「酒は飲んでも呑まれるな」とはよく言ったもので、酒による不始末は古今東西、枚挙に暇がありません。
その不始末にも、後から振り返って笑い話ですむものから、二度と取り返しのつかない大失態まで様々ありますが、いずれにしても周囲がその尻ぬぐいに苦労させられるのが世の常。

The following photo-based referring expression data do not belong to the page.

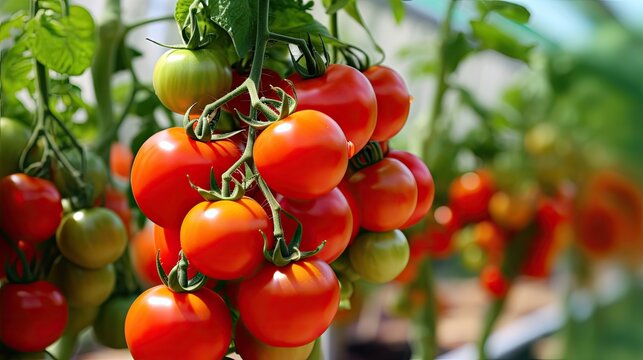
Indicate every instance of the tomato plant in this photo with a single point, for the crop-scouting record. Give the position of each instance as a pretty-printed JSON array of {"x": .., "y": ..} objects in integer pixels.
[
  {"x": 15, "y": 136},
  {"x": 386, "y": 193},
  {"x": 109, "y": 326},
  {"x": 250, "y": 348},
  {"x": 344, "y": 94},
  {"x": 213, "y": 231},
  {"x": 379, "y": 257},
  {"x": 31, "y": 208},
  {"x": 327, "y": 217},
  {"x": 91, "y": 238},
  {"x": 393, "y": 101},
  {"x": 311, "y": 145},
  {"x": 160, "y": 169},
  {"x": 162, "y": 324},
  {"x": 424, "y": 181},
  {"x": 82, "y": 287},
  {"x": 184, "y": 77},
  {"x": 32, "y": 316},
  {"x": 289, "y": 306}
]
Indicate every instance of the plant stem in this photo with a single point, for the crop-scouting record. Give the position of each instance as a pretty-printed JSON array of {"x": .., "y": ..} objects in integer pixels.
[
  {"x": 110, "y": 32},
  {"x": 442, "y": 86}
]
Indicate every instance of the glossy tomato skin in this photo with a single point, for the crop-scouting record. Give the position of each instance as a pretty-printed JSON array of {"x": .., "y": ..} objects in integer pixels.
[
  {"x": 386, "y": 193},
  {"x": 91, "y": 238},
  {"x": 32, "y": 316},
  {"x": 142, "y": 254},
  {"x": 252, "y": 349},
  {"x": 393, "y": 101},
  {"x": 160, "y": 170},
  {"x": 327, "y": 217},
  {"x": 14, "y": 136},
  {"x": 302, "y": 156},
  {"x": 184, "y": 77},
  {"x": 470, "y": 194},
  {"x": 162, "y": 324},
  {"x": 379, "y": 257},
  {"x": 82, "y": 287},
  {"x": 31, "y": 208},
  {"x": 352, "y": 203},
  {"x": 344, "y": 94},
  {"x": 223, "y": 240},
  {"x": 424, "y": 181},
  {"x": 290, "y": 305}
]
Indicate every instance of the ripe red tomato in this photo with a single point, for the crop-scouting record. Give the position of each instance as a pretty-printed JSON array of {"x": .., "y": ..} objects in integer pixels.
[
  {"x": 469, "y": 196},
  {"x": 344, "y": 94},
  {"x": 120, "y": 160},
  {"x": 160, "y": 169},
  {"x": 327, "y": 217},
  {"x": 242, "y": 102},
  {"x": 32, "y": 316},
  {"x": 30, "y": 207},
  {"x": 222, "y": 239},
  {"x": 352, "y": 203},
  {"x": 252, "y": 349},
  {"x": 494, "y": 282},
  {"x": 386, "y": 193},
  {"x": 8, "y": 255},
  {"x": 143, "y": 256},
  {"x": 424, "y": 181},
  {"x": 302, "y": 156},
  {"x": 393, "y": 101},
  {"x": 168, "y": 242},
  {"x": 290, "y": 305},
  {"x": 162, "y": 324}
]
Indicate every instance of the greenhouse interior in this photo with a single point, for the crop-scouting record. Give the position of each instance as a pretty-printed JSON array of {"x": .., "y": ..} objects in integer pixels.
[{"x": 467, "y": 182}]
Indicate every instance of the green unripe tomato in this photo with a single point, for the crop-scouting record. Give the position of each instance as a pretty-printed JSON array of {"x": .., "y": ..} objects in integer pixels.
[
  {"x": 91, "y": 238},
  {"x": 109, "y": 327},
  {"x": 14, "y": 137},
  {"x": 379, "y": 257},
  {"x": 82, "y": 287},
  {"x": 184, "y": 77}
]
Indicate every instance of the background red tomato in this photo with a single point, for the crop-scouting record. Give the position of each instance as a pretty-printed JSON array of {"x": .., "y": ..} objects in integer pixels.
[{"x": 30, "y": 207}]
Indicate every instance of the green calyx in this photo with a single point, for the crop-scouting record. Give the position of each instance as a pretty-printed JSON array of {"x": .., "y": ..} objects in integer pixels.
[
  {"x": 177, "y": 280},
  {"x": 369, "y": 155}
]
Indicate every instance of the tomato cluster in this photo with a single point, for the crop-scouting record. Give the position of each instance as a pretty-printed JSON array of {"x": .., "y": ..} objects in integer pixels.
[
  {"x": 58, "y": 250},
  {"x": 325, "y": 190}
]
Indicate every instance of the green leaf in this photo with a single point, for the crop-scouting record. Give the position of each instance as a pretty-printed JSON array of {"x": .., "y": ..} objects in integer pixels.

そこで今回は、とある戦国武将の泥酔エピソードを紹介したいと思います。
城主は今日も酔っ払う時は戦国、関東の雄として知られた北条(ほうじょう)氏の部将・諏訪部定勝(すわべ さだかつ)は、武蔵国の日尾城(現:埼玉県小鹿野町)を守備していました。
この辺りは南西から甲斐の武田氏・北は越後から上杉氏が勢力を張り出している係争地で、険しい山々に囲まれているため守りやすいものの、決して油断は出来ません。
そんな西関東の重要拠点を任されているだけあって、定勝は多くの武功を立てて軍略に優れていたそうですが、酒癖の悪さが玉にキズ。
いつも酒を飲んでいたので、いざ城が攻められた時もたいてい二日酔いか、ひどい時はさっきまで呑んでいた勢いで敵中へ殴り込んでしまうムチャクチャぶり。
これではとても軍勢の指揮など執れないため、いつしか妻の遠山氏(※1)が甲冑を身にまとって采配を揮うのが習慣になり、諏訪部家中の者たちもそれを当然のごとく受け入れたそうです。